2. In big mixing bowl,take all ingredients for marination and mix nicely with blender or hand for 4-5mins. Now add water slowly and prepare a nice smooth thick batter. Keep for 5mins.
3. Add all the chicken pieces into the batter and keep marinated for one hour.
4. Heat sufficient oil in a frying pan, deep fry battered chicken pieces 4-5 nos. at a time. Strain extra oil and keep on a paper napkin. Repeat the process for all chicken pieces.
5. Now heat 2 tsp oil in a skillet / kadai, add chopped garlic and dry red chilly and saute for one mins and then add diced onion,green chillies and bell peppers and fry for 3-4 mins or until onion becomes transparent. Now add soy sauce and chilly garlic sauce together and mix thoroughly on high flame. Stir continuously to avoid sticking at the bottom.
6. After mixing sauce , add vinegar / white wine and ajinomoto and then tomato sauce and mix thoroughly for 2-3 mins.
7. Adjust salt now and then add fried chicken pieces and slowly mix with the sauce to make a nice coat and cook for 4-5mins on high flame. When done, sprinkle finely chopped spring onions and serve hot.
If you need gravy then mix one cup corn flour with warm water nicely to avoid lumps and then add after mixing chicken pieces.
Szechuan Chicken ::::
Recipe I:
This Chinese preparation is such a delight that my husband and me just love to have it whenever we go to Chinese buffet. This dish has perfect balance of sweet and spicy taste and lots of vegetables. Szechuan chicken recipe gets its taste and flavor from the sauce Tabasco and Worcestershire sauce and also dry sherry or rice wine and all of them you can get it any Chinese or big supermarket. I surfed internet again and got this recipe from food network website and modified a little to prepare.
Ingredients:::
3 boneless & skinless chicken breasts,cut into 1" pieces,
2 no. eggs,
2 tsp cornflour or cornstarch,
2 tsp cooking wine,
1 tsp Worcestershire sauce,
1 tsp soy sauce,
2 tsp Tabasco sauce,
1/2 tsp red chilly powder or cayenne pepper powder,
2 nos. dry red chilly whole or crushed,
2 inch finely chopped ginger,
2 cloves finely chopped garlic,
2 nos. big carrots ,cut lengthwise thin,
one cup diced red and green bell peppers / capsicum,
1 no.small onion,diced,
half cup chopped spring onions,
oil to fry,
salt as per taste,
Method:
1. Wash and pat dry with paper napkin. Mix egg whites with corn flour and dip the chicken pieces into the mixture and keep aside for some time.
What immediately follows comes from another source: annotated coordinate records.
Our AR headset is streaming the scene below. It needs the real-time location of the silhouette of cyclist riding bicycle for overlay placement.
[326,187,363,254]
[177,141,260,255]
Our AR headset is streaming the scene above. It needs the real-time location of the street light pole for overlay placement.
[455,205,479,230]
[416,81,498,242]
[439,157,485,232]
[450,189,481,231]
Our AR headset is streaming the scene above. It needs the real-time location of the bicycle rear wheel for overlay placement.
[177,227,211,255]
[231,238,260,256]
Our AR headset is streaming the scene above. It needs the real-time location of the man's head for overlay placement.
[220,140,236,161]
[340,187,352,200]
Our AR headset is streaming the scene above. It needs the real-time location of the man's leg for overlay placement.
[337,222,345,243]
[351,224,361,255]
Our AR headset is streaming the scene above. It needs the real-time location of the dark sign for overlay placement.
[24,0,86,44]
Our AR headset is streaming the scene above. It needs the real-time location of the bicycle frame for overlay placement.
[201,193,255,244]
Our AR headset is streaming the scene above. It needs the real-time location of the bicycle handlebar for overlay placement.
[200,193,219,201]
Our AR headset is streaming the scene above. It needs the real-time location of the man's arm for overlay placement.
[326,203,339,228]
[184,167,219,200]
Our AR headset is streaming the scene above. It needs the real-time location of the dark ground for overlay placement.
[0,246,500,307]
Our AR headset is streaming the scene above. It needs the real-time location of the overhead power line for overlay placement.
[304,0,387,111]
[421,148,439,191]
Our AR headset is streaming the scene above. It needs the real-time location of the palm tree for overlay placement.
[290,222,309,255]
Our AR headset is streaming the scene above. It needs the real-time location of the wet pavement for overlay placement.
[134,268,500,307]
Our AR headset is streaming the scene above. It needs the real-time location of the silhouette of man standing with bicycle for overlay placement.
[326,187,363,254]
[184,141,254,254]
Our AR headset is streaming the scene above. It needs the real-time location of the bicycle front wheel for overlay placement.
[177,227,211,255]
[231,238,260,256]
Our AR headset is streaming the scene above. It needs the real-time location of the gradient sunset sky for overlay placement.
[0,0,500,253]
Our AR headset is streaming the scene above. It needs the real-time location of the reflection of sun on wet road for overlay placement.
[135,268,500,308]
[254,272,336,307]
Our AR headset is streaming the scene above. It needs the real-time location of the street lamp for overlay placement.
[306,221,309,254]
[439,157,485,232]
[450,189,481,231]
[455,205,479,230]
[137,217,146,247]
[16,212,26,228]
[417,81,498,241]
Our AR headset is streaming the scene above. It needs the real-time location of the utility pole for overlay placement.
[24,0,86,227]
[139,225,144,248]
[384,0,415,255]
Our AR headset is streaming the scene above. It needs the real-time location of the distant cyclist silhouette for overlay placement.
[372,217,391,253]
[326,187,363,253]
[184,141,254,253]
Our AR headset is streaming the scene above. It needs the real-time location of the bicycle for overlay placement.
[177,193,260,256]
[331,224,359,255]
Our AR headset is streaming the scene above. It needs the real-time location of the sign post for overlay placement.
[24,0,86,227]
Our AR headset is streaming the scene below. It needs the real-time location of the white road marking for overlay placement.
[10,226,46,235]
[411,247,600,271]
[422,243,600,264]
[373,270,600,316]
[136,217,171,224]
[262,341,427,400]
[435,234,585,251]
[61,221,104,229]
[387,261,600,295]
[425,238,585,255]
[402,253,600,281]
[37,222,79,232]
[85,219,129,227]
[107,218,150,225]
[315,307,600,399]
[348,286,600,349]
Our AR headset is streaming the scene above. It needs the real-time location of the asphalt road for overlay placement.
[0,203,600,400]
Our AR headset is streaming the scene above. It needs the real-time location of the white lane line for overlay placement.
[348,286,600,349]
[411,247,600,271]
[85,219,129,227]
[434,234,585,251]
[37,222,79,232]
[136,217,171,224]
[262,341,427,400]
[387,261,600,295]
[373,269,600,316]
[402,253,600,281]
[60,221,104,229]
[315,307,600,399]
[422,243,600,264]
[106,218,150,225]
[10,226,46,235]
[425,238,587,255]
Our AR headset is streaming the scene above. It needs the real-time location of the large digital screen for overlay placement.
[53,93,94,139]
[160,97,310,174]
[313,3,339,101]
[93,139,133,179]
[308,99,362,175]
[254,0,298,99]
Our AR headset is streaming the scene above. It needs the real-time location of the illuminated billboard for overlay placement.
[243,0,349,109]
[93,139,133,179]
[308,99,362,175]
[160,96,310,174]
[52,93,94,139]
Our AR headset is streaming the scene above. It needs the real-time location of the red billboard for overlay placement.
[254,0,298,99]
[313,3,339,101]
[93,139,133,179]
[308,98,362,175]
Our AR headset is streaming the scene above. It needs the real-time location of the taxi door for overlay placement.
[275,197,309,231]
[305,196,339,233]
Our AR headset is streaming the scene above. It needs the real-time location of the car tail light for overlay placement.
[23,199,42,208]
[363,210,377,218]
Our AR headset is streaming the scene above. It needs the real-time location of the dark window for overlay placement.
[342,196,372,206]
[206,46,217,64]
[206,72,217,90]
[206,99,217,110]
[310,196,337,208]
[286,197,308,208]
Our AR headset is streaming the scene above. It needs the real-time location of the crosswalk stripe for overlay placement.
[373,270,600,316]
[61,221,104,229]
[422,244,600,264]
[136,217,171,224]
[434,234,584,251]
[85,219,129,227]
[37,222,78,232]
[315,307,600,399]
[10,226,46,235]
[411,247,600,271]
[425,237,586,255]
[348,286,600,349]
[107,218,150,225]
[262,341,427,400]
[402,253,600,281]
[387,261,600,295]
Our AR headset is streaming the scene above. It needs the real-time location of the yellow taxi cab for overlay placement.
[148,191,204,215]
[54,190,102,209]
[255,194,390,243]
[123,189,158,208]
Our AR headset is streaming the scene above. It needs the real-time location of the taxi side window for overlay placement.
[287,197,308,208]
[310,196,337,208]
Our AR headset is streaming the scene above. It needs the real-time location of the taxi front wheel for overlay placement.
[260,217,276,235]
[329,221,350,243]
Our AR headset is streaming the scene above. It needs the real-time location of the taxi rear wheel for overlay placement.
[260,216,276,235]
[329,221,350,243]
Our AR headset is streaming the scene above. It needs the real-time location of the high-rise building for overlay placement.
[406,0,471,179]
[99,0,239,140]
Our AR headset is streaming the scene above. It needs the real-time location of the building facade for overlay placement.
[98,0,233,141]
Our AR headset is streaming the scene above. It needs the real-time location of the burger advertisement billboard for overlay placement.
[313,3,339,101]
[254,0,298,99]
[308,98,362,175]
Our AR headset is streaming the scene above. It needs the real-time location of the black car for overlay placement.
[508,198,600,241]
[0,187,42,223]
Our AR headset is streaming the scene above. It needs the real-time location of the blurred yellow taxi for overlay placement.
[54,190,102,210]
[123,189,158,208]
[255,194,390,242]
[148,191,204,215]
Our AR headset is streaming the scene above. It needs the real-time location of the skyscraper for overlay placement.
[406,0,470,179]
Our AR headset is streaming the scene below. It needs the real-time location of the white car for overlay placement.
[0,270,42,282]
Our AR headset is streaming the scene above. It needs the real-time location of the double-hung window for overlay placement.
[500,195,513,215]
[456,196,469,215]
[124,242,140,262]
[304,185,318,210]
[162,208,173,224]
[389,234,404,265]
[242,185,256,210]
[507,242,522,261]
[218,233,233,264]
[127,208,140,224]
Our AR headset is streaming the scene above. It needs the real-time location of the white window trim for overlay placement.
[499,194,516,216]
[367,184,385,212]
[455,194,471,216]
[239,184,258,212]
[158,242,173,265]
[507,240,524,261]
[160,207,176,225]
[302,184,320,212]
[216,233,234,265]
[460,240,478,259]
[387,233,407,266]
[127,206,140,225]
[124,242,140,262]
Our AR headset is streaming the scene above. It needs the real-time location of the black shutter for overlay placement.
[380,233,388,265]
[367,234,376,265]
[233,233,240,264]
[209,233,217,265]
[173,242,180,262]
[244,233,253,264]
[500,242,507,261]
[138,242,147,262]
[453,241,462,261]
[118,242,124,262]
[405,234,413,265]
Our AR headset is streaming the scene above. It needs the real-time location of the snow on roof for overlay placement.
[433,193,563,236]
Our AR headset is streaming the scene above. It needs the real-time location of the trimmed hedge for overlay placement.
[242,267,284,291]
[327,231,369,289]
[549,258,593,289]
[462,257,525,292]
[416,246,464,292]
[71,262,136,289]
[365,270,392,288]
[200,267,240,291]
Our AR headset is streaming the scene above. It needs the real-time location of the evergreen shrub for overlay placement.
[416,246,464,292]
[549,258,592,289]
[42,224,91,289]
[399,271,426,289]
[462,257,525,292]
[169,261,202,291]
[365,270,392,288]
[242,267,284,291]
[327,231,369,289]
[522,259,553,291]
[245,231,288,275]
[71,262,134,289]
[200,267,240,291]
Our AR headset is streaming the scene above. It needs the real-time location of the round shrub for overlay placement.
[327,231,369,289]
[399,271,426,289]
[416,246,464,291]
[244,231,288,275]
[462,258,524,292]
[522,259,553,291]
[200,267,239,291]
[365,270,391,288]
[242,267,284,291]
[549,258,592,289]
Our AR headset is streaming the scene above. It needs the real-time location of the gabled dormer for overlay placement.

2.Take a big bowl,mix all the sauces nicely and then keep aside.
3. Heat 2 tsp oil in a kadai /skillet, add finely chopped garlic and saute for one min and then add all the chicken pieces until cooked. Remove chicken pieces and place on paper napkin to absorb extra oil.
4. Heat 2 tsp oil in the same kadai / skillet, add bell peppers and carrots and saute for 3-4 mins. Now set aside all the vegetables in the skillet and add the sauce and let it boil nicely on high flame and add chicken pieces to the skillet.
5. Mix vegetables and chicken pieces with the sauce and stir continuously for 2-3 mins on high flame. When done sprinkle spring onions and serve hot with rice.
Be very careful while cooking on high flame as there is chance of sticking or burning. You can use other vegetables also like french beans and broccoli and dry fruits like, almonds and walnuts and then bamboo shoots too.